Cabrera Infante, for his part, added in another anecdote that Ramiro Valdés was in China and “was very interested in talking to the mayor of Shanghai”. His intention was exactly the same as Raúl Castro’s in Bulgaria, but the answer he received was different. “There are no homosexuals in Shanghai. We’ve taken care of that”, he was told. “Apparently, they had taken advantage of a traditional Chinese festival where gays used to gather in a park near a river. Several Party volunteers had staked them and thrown them into the water. The bodies and blood downstream served as an exemplary message, putting an end to homosexuality in the city in one fell swoop”.
Censorship and ostracism
The UMAPs operated until the end of the 1960s, and were closed down thanks to growing pressure on the regime from a number of well-known intellectuals and international organisations. Thousands of people passed through them, many of them homosexuals, such as the writer Reynaldo Arenas, who endured sentences of several months – sometimes several years, as most of the inmates, shortly after their release, were tried and convicted again – during which time they had to work the camps in extreme conditions. But the repression did not end there.

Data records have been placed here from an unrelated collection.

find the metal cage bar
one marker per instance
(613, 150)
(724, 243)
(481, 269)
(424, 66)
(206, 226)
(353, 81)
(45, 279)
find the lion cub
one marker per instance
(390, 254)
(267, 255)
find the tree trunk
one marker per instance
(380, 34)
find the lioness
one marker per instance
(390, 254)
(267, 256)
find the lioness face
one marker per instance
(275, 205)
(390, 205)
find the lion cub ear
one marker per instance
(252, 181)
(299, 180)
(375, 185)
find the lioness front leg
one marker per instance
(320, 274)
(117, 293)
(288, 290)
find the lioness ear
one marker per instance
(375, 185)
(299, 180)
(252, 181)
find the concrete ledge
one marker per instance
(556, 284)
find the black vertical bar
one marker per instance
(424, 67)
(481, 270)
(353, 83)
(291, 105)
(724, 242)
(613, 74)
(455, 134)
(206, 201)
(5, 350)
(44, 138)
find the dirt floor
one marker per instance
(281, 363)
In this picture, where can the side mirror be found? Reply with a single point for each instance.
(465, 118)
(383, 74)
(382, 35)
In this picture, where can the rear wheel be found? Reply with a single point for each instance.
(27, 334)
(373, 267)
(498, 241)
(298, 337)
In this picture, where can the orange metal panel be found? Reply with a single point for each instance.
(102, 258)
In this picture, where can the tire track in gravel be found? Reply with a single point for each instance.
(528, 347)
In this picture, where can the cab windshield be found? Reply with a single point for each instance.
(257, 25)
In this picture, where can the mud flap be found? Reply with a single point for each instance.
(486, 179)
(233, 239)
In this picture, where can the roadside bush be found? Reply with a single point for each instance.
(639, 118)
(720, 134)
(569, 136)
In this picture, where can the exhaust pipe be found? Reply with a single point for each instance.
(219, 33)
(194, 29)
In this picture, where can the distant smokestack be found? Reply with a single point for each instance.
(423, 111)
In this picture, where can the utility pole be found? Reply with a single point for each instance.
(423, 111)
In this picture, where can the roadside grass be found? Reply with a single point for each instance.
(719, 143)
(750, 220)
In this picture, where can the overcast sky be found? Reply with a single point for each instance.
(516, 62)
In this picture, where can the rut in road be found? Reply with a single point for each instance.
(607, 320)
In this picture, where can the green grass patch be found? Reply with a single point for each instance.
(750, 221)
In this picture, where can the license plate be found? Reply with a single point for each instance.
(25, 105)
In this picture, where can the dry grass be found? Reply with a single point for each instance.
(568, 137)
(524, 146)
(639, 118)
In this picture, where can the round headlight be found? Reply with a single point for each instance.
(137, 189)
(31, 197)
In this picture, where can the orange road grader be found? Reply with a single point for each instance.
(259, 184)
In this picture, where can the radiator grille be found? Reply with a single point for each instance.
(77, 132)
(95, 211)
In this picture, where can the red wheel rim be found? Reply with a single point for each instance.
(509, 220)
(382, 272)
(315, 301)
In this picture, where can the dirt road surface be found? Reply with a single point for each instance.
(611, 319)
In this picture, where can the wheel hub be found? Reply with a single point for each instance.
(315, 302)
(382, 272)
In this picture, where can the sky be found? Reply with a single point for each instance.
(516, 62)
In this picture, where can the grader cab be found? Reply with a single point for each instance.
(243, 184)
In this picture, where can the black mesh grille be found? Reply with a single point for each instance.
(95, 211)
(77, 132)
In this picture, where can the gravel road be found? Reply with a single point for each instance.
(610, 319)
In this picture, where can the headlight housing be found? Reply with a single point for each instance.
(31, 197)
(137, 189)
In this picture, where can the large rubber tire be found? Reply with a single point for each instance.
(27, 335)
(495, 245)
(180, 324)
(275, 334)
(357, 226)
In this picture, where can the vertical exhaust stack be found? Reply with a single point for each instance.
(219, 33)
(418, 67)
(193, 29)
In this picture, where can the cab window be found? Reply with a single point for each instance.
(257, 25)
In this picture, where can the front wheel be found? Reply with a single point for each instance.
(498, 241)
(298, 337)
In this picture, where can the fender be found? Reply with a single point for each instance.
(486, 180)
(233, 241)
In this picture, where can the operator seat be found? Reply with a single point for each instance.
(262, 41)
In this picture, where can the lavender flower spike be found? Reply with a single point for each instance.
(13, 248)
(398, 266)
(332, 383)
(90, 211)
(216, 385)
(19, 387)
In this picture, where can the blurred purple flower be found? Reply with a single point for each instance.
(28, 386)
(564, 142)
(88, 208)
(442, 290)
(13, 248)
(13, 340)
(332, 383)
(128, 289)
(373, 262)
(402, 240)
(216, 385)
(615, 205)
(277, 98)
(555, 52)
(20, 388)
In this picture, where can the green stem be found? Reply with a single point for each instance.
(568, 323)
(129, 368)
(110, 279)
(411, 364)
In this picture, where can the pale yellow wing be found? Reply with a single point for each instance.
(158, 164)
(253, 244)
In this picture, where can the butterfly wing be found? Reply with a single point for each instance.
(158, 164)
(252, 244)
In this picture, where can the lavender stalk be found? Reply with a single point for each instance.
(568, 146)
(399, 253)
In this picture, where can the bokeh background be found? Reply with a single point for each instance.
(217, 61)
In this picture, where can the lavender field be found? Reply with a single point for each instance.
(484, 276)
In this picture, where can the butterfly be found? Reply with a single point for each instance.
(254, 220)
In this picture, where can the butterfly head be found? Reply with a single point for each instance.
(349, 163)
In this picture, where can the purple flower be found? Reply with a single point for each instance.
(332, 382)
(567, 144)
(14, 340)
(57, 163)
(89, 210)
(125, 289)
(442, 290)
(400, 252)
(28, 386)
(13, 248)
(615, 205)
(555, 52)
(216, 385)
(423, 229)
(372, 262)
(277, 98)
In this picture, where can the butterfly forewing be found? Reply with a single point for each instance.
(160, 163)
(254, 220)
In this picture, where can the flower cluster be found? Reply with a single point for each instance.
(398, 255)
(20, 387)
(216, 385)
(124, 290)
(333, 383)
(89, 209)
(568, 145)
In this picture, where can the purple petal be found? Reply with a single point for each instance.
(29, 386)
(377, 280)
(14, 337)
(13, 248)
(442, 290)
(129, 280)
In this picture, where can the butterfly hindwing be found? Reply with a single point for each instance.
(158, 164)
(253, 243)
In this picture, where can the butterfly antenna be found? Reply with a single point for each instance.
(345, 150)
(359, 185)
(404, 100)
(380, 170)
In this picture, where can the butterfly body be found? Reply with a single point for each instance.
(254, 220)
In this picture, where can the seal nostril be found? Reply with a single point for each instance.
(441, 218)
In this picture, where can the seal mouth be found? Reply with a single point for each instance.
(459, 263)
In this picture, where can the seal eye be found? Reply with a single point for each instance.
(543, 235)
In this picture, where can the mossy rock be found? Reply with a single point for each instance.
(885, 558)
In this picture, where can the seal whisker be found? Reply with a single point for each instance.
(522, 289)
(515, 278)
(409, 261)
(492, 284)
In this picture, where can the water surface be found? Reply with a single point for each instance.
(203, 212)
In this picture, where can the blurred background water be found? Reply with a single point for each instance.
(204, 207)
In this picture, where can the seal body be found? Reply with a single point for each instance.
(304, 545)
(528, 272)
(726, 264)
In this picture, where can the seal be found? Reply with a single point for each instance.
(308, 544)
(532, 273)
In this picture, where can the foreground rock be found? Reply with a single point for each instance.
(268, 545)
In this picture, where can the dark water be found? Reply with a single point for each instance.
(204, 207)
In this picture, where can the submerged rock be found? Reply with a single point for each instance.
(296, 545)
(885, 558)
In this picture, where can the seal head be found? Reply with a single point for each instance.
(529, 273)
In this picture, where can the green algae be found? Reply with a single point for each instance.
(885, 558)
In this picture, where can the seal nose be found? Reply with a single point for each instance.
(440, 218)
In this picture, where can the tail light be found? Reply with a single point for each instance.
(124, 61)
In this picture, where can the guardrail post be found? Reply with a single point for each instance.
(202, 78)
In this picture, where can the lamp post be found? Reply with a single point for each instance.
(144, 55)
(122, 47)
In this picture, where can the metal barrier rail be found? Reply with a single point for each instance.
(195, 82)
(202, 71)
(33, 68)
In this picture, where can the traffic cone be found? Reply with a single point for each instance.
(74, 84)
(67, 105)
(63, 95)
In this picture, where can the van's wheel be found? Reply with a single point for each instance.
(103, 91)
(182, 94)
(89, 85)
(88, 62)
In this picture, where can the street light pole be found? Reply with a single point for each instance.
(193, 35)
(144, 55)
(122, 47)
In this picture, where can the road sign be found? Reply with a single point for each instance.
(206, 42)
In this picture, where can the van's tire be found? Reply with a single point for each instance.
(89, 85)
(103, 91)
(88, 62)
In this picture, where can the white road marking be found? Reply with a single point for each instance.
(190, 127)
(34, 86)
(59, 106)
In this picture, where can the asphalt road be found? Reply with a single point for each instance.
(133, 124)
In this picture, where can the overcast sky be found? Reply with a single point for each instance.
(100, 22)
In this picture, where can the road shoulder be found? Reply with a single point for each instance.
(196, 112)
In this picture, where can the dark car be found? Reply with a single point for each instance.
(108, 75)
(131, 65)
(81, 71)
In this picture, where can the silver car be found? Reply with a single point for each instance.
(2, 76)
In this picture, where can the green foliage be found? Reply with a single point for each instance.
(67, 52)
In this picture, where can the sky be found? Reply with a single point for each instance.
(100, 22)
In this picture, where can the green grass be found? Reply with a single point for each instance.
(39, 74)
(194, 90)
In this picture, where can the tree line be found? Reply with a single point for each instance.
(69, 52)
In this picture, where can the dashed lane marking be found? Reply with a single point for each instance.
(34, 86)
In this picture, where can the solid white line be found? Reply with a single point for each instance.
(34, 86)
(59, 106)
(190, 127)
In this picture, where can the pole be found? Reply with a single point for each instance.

In addition to the law against vagrancy that was introduced in 1971, there was increasing censorship that directly affected writers and intellectuals. As early as 1966, after the publication of Paradiso – a book condemned, among other things, for containing homoerotic passages – José Lezama Lima was prevented from printing and publishing his novel throughout Cuba. Moreover, his decision to award the Julián del Casal Prize to Heberto Padilla in 1968 for his collection of poems Fuera del juego (Padilla’s story has already been mentioned above), finally earned him the enmity of the Regime. From then on, he lived in an increasingly pronounced ostracism, and died in 1976 surrounded by silence, despite being one of the most renowned writers in the country’s history.
But he was not the only one. Other examples include the aforementioned Reynaldo Arenas, who had to take advantage of the Mariel exodus to go into exile in the United States, and Virgilio Piñera, who also spent his last years in Havana in forced anonymity. The playwright Antón Arrufat was sentenced to fourteen years of silence in 1968, due to the controversy generated by one of his writings. And René Ariza lived a parallel life to Arenas, first working in the UMAP and then going into exile, also in 1980. The list is long but the stories of repression, after decades of political control of communications, still struggle to come to light.